Clustering high-dimensional data: A survey on subspace clustering, pattern-based clustering, and correlation clustering.
ACM Transactions on Knowledge Discovery from Data (TKDD), 3(1), 1.
one of the authors wrote DBSCAN, so it will likely help you shed some light in your DBSCAN questions.
100 dimensional data can be high-dimensional data. If it isn't sparse. For the NLP people, 100d is laughably little, but their data is special. It is derived essentially from a binary nature (word present, or not present), so it has actually less than 1 bit of information in each dimension... if you have dense 100 dimensional data, you usually are in trouble.
There are some nice figures in a related / follow up survey by the same authors:
Zimek, A., Schubert, E., & Kriegel, H. P. (2012).
A survey on unsupervised outlier detection in high‐dimensional numerical data.
Statistical Analysis and Data Mining, 5(5), 363-387.
They have analyzed the behavior of distance functions nicely for such data. The essence is: high-dimensional data can be hard - or easy; it all depends on the signal to noise ratio. If you only have dimensions carrying signal, additional dimensions can make your problems actually easier. If the additional dimensions are distracting, things can break down.
Which may also explain why the "kernel trick" with SVMs works - it does not really add information content; the increased dimensionality is only virtual, not intrinsic. You have a larger search and solution space; but your data is still on a lower-dimensional manifold within this space.
k-means results in high-dimensional data tend to get meaningless. In many cases, they still work "good enough"; because often quality does not really matter a lot, and any convex partitioning will do (e.g. bag-of-words approaches for image similarity don't seem to improve substantially with "better" k-means clusterings)
CURE, which also seems to use sum-of-squares (like k-means) should suffer from the same problems. For large data, all sum-of-squares values become increasingly similar (i.e. any partitioning is as good as any other).

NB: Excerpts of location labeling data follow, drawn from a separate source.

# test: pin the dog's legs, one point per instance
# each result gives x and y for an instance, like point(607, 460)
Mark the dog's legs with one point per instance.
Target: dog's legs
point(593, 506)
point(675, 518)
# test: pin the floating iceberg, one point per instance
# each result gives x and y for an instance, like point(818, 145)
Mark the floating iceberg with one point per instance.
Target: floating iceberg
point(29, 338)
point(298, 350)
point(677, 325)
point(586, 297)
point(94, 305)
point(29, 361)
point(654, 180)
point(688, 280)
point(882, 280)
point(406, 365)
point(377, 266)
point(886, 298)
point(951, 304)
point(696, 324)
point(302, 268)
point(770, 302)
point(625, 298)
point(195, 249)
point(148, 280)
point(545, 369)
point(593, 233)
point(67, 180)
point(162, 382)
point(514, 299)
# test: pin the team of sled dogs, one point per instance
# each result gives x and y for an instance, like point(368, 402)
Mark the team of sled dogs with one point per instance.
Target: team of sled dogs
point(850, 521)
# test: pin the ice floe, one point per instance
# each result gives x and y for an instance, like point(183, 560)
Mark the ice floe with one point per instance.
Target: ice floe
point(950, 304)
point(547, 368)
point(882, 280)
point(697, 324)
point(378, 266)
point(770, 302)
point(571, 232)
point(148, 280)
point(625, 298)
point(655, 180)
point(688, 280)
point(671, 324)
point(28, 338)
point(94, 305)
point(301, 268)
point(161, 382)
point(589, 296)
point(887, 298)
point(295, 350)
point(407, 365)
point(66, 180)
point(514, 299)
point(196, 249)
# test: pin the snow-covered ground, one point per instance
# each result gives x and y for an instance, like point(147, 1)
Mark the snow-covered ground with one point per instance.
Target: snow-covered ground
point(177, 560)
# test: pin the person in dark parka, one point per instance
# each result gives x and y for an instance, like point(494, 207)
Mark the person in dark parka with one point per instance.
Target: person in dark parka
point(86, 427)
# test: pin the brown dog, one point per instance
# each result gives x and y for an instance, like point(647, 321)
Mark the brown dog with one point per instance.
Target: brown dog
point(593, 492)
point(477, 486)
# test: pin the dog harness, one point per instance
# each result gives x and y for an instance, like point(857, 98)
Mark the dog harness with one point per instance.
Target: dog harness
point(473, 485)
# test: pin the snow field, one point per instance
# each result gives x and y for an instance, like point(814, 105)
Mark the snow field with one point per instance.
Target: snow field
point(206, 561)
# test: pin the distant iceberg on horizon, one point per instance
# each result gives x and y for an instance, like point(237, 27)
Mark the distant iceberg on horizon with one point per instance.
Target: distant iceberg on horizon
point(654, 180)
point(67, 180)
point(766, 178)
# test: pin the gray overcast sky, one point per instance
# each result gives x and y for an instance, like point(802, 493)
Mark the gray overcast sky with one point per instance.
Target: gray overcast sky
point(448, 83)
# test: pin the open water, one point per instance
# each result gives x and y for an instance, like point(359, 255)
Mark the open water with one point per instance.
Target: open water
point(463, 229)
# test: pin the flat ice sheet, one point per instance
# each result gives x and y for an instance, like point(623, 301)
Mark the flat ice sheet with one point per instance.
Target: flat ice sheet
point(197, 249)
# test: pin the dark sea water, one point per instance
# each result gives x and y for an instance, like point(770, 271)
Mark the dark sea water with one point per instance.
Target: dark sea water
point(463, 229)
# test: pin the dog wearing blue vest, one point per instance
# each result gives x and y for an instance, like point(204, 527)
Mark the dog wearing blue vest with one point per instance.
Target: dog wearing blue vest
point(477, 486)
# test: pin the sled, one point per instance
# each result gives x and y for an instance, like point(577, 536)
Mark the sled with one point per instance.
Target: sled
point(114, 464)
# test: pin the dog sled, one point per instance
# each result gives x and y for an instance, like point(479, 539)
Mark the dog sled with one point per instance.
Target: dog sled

Yes, there are plenty of textbooks, surveys, and studies that tried to compare clustering algorithms. But in the end, there are too many factors involved: what does your data look like, how did you preprocess it, do you have a well-chosen and appropriate distance measure, how good is your implementation, do you have index acceleration to speed up some algorithms, etc. - there is no rule of thumb; you will have to try out things.